Diese Einnahme extremer Positionen führt nach Meinung von Brumlik zu einer politischen Spaltung der Gesellschaft, zumal eine Politik der Alternativlosigkeit bei der Bevölkerung ein erkennbares Maß an Ohnmacht, Wut und Entrüstung produziert, wie man es aktuell in den USA beobachten könne. Und es steht zu befürchten, dass sich nun Ähnliches auch in Deutschland zeigen könne. Und das polarisiert sich nun an der Flüchtlings- und Migrationsfrage. Menschen (wie Sloterdijk) glauben, zu harten Ausdrücken greifen zu müssen, weil die Medien wesentlich differenzierter und weicher argumentieren. Aber die Antwort darauf könne nicht sein, dass die Medien plötzlich genauso undifferenziert draufschlagen, das ist genau das Problem.23 Vieles sei in der aktuellen Debatte eben ein Thema von „schlechter Kinderstube” und von „Stammtischniveau”. Leider wird über die Klage eines als wenig geeigneten verbalen Diskussions-Stils kein konkret inhaltlicher Beitrag geliefert. Es geht Brumlik offenbar lediglich darum, mit seiner Ansprache von “wenig gelungener argumentativer Qualität” einige Debattenteilnehmer in eine “rechte Ecke zu stellen”.

Rafik Schami hatte sich u.a. gegen Sloterdijk mit der harschen Kritik gerichtet, die von ihm (Sloterdijk) in seinen Äußerungen vorgetragene und erkennbare Islamophobie sei der salonfähige Antisemitismus. Hier wurde eine insbesondere in Deutschland recht wirksame “Keule” geschwungen, denn mit dem Argument des Antisemitismus sind Gegner (in Deutschland) schnell mundtot zu machen. Da Schami sich u.a. auch gegen den Autor und Büchner-Preisträger Reinhard Jirgl wendet, wehrt sich dieser im Feuilleton der FAZ.24

Natürlich verwahrt sich Jirgl gegen die Anwürfe von Schami und führt aus, zu keiner Zeit irgendwelche negative Äußerungen zu Muslimen, dem Islam etc. gemacht zu haben. So führt Jirgl dann aus: “Irgendwie macht alles die Runde. Irgendwann wird jeder gelesen haben, Reinhard Jirgl hätte islamophobe oder antisemitische Sachen geschrieben. Und keiner wird wissen, wo. Und keiner wird wissen, dass es diese Texte nicht gibt. Wenn Autoren, was immer sie sonst zu verfassen pflegen und aus welchen Gründen auch immer, in der gegenwärtigen Debatte zu solchen Lügen greifen, dann kann ich nur eines sagen: Es widert mich an. Wenn einer mich als Wirrkopf bezeichnet, als Konservativen, Nationalkonservativen, durchgedrehten Poststrukturalisten oder was der naturgemäß sehr flachen Etiketten sonst noch sein mögen, interessiert mich all das nicht. Aber Rafik Schami hat die Grenze von der Debatte zur persönlichen Verleumdung überschritten, die keiner überschreiten darf, niemals. Wer das tut, verlässt den Kreis derjenigen, mit denen zu sprechen ist. Das stelle ich hier fest, und ich lehne es ab, noch ein weiteres Wort dem Verleumder zu erwidern.”25 Diese Äußerungen lassen an Klarheit nichts zu wünschen übrig.

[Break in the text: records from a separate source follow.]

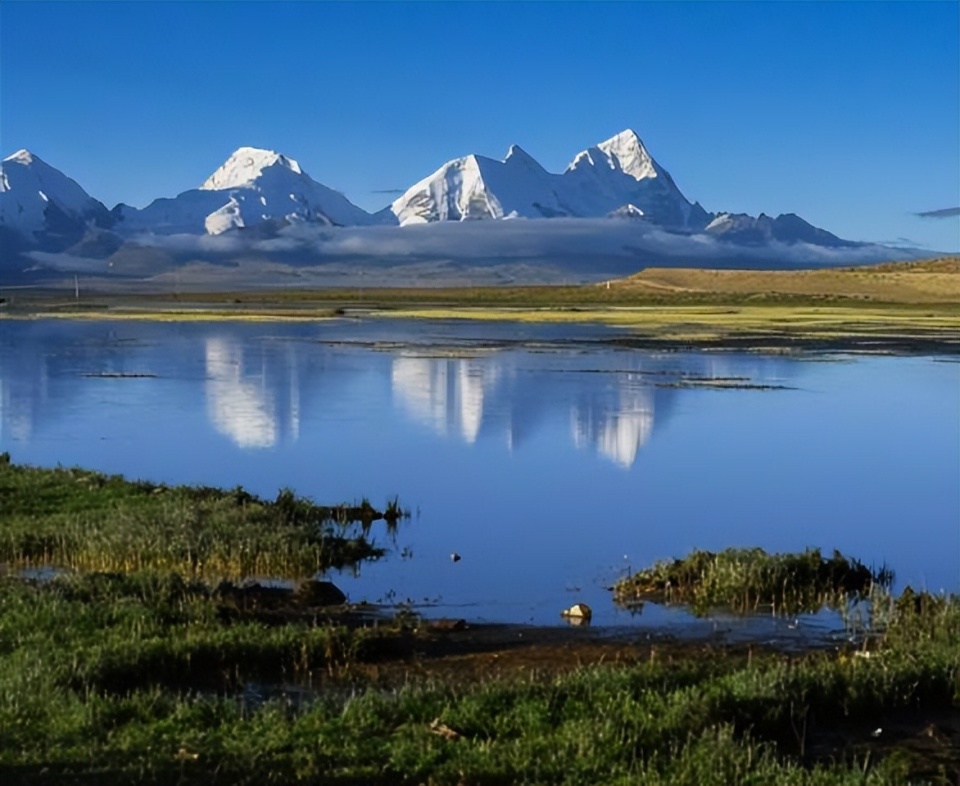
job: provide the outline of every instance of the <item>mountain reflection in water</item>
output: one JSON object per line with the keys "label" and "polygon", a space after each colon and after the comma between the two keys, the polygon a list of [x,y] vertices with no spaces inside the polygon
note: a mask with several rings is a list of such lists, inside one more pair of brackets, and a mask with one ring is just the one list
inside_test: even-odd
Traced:
{"label": "mountain reflection in water", "polygon": [[422,515],[384,545],[415,557],[336,581],[473,619],[557,622],[583,601],[620,624],[605,587],[693,548],[837,548],[901,586],[960,588],[960,366],[604,342],[619,335],[2,320],[0,452],[321,503],[399,495]]}
{"label": "mountain reflection in water", "polygon": [[279,359],[281,368],[272,368],[271,372],[276,373],[268,374],[265,358],[258,360],[259,363],[250,363],[238,341],[223,336],[206,340],[207,416],[217,431],[240,448],[269,448],[276,444],[280,432],[276,394],[282,387],[278,380],[284,376],[287,435],[292,441],[300,435],[296,362],[291,362],[287,355]]}
{"label": "mountain reflection in water", "polygon": [[[485,424],[488,433],[501,434],[513,449],[525,432],[524,422],[534,417],[523,402],[531,398],[538,383],[533,375],[518,373],[516,361],[515,356],[493,353],[464,359],[400,355],[390,374],[393,398],[408,417],[438,434],[472,444]],[[559,395],[553,397],[545,391],[533,395],[540,415],[569,411],[571,438],[577,448],[593,448],[630,467],[653,432],[653,388],[639,375],[617,373],[612,383],[616,394],[611,397],[607,387],[581,381],[588,385],[558,386]]]}
{"label": "mountain reflection in water", "polygon": [[[50,341],[51,334],[68,327],[75,334]],[[455,357],[413,347],[388,354],[366,346],[249,336],[244,335],[249,330],[230,332],[223,326],[206,331],[174,329],[168,338],[179,346],[170,355],[162,346],[123,335],[151,333],[155,332],[151,327],[160,326],[112,325],[101,328],[95,340],[84,336],[91,327],[47,325],[30,336],[36,346],[27,341],[4,349],[0,436],[29,442],[37,421],[62,411],[61,400],[81,397],[97,384],[93,379],[68,383],[65,376],[149,372],[162,377],[171,371],[183,376],[199,362],[209,423],[244,450],[296,442],[305,408],[330,406],[337,391],[386,383],[390,406],[439,436],[468,445],[491,437],[512,451],[547,423],[568,422],[571,445],[592,449],[629,468],[653,434],[655,415],[661,420],[668,417],[673,399],[682,395],[667,387],[669,383],[734,373],[749,374],[752,382],[781,381],[795,370],[795,364],[775,359],[747,361],[745,369],[743,358],[690,355],[678,362],[673,355],[609,350],[529,352],[508,347],[478,352],[468,348],[464,350],[467,357]],[[107,335],[102,335],[104,331]],[[196,341],[177,340],[190,332],[201,335]],[[371,375],[376,379],[371,380]],[[51,377],[56,378],[55,391]],[[130,383],[140,388],[148,384],[142,379]],[[99,384],[122,392],[116,387],[117,379]],[[51,400],[61,403],[51,406]],[[333,406],[349,409],[351,400],[341,397]]]}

Aus dem französischen Ausland meldete sich mit Pascal Bruckner26 einer der weltweit erfolgreichsten Autoren zu Wort. Aus der Frage nach der Schuld und den Ursachen der Kriegssituationen in Nahost sieht Bruckner in allererster Linie die Länder in der Verantwortung, „die den Krieg verursacht haben, auch diejenigen sein, die die Flüchtlinge aufnehmen, allen voran Saudi-Arabien”27. Europa und insbesondere Frankreich sieht er dagegen nicht in der Verantwortung – damit auch nicht primär für die Lösung der Flüchtlingsprobleme. Deutschland sieht er in der Haltung gegenüber der Flüchtlingsproblematik in Europa als völlig isoliert, sowohl innerhalb der Politik wie auch bei der Intelligenz. Warum fühlen sich die Deutschen so viel mehr als andere verantwortlich für das Böse in der Welt? Die deutsche Moral sucht das reine, unschuldige Opfer. Noch im vergangenen Juni war Bundeskanzlerin Angela Merkel unversöhnlich gegenüber den Griechen, aber schon im August war sie ausgesprochen wohlwollend gegenüber den Syrern. Was bewies, dass Deutschlands Humanität einer sehr eigenen Logik der Bevorzugung folgte: Griechen gelten als Schmarotzer, sie sind der deutschen Güte unwürdig. Dagegen entsprechen die kriegsgebeutelten Syrer schon eher der Vorstellung des makellosen Opfers, an dem man Wiedergutmachung für die eigenen Verbrechen betreiben kann”28.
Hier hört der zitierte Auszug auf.